L’auteur, comédien et metteur en scène Mani Soleymanlou prend d’assaut les planches du Théâtre de Quat’Sous cet automne avec la pièce «À te regarder, ils s’habitueront».
Photo: Annik MH de Carufel Le Devoir L’auteur, comédien et metteur en scène Mani Soleymanlou prend d’assaut les planches du Théâtre de Quat’Sous cet automne avec la pièce «À te regarder, ils s’habitueront».

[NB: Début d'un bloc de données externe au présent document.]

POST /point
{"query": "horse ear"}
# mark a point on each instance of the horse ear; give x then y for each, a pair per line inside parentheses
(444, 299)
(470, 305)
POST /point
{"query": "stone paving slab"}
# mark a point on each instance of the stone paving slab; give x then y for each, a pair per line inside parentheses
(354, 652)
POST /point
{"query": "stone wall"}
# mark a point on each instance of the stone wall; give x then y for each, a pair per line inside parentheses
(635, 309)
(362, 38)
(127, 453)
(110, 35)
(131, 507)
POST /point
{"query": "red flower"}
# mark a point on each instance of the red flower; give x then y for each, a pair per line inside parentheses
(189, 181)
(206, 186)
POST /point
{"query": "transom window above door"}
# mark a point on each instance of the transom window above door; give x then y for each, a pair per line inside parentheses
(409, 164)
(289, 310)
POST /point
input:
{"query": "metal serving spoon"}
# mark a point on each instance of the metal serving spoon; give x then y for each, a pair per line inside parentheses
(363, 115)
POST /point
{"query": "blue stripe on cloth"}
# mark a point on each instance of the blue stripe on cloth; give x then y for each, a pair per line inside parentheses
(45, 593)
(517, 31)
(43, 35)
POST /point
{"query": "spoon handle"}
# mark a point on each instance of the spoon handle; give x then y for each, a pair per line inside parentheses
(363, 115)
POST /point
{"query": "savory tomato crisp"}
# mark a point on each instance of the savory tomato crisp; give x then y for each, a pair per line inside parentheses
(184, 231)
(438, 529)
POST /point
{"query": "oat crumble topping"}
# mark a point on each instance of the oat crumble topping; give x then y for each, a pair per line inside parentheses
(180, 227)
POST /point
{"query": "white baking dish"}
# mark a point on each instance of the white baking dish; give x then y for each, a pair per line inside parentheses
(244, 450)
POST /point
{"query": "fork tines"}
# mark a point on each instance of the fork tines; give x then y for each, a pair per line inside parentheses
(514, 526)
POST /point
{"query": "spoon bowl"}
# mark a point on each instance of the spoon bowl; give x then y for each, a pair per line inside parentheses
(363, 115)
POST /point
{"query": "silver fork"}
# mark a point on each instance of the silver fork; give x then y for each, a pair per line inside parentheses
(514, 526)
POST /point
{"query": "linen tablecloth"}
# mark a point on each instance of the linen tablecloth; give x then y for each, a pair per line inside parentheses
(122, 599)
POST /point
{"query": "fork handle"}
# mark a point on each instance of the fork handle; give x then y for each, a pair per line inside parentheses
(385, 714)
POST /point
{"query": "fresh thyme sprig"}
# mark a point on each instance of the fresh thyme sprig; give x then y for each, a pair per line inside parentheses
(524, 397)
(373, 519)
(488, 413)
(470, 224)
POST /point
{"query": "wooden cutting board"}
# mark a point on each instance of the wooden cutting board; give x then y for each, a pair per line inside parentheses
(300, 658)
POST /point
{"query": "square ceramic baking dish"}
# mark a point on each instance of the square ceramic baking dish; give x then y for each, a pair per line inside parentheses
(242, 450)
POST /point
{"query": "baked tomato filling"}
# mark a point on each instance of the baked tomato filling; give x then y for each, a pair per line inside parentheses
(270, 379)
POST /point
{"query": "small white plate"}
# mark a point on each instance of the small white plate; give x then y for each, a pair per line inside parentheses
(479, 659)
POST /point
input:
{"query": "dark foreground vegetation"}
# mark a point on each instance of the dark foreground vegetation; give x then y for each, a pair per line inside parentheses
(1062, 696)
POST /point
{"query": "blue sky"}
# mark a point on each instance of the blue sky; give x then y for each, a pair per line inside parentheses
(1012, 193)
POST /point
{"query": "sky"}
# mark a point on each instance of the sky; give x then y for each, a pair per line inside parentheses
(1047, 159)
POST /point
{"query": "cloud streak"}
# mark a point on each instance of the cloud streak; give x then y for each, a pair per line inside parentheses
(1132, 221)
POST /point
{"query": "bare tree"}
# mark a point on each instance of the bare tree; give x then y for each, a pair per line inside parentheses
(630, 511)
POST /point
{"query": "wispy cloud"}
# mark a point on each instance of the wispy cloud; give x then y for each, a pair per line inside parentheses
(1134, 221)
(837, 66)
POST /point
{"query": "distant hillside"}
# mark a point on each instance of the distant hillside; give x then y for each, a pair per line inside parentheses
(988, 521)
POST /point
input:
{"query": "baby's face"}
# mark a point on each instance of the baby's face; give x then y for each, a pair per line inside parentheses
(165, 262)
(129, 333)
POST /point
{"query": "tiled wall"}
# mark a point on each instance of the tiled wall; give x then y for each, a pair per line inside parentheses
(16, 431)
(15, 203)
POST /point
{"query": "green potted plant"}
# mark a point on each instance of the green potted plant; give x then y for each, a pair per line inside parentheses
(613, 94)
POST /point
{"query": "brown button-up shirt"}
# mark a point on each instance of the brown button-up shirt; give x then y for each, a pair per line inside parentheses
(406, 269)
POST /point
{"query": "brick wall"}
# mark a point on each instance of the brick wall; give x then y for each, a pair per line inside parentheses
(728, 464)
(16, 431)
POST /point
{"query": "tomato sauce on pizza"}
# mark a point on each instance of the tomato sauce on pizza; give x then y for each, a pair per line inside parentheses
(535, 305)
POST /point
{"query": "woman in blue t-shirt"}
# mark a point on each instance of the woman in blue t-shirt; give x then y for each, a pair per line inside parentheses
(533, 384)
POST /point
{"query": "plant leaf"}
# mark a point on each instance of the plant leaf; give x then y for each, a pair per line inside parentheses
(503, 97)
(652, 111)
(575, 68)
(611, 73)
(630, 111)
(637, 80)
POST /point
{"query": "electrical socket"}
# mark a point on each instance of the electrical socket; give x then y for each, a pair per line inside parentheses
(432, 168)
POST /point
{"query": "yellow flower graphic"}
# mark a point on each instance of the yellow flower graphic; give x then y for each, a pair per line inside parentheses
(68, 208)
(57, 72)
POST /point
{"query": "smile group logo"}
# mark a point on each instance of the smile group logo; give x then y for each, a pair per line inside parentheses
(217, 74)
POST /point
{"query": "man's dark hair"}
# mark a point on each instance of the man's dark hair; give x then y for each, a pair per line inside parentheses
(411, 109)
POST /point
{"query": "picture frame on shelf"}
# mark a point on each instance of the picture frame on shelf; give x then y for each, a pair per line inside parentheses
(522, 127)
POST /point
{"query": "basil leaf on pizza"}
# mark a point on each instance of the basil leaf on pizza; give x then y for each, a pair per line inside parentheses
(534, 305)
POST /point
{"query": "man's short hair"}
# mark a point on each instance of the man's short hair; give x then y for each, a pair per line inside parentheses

Saison boulimique et contrastée oblige, un survol raisonné de cet automne fertile en créations d’auteures s’impose. En son coeur, un fil rouge se dessine, celui de l’identité et du rapport à la diversité. Notre sélection en douze coups de théâtre bien sonnés.


Photo: Annik MH de Carufel Le Devoir Sylvain Bélanger

Bashir Lazhar. Après le regretté Denis Gravereaux, qui a créé le rôle sur scène, et Mohamed Fellag, qui l’a tenu dans l’adaptation filmique, c’est le tour de Rabah Aït Ouyahia d’incarner l’enseignant intérimaire. Une décennie plus tard, le monologue d’Evelyne de la Chenelière passe de la petite à la grande salle du Théâtred’Aujourd’hui, monté par son directeur, Sylvain Bélanger. Avec des thèmes — accueil des immigrants et philosophie pédagogique — qui paraissent plus pertinents que jamais. Du 19 septembre au 14 octobre, au Centre du Théâtre d’Aujourd’hui.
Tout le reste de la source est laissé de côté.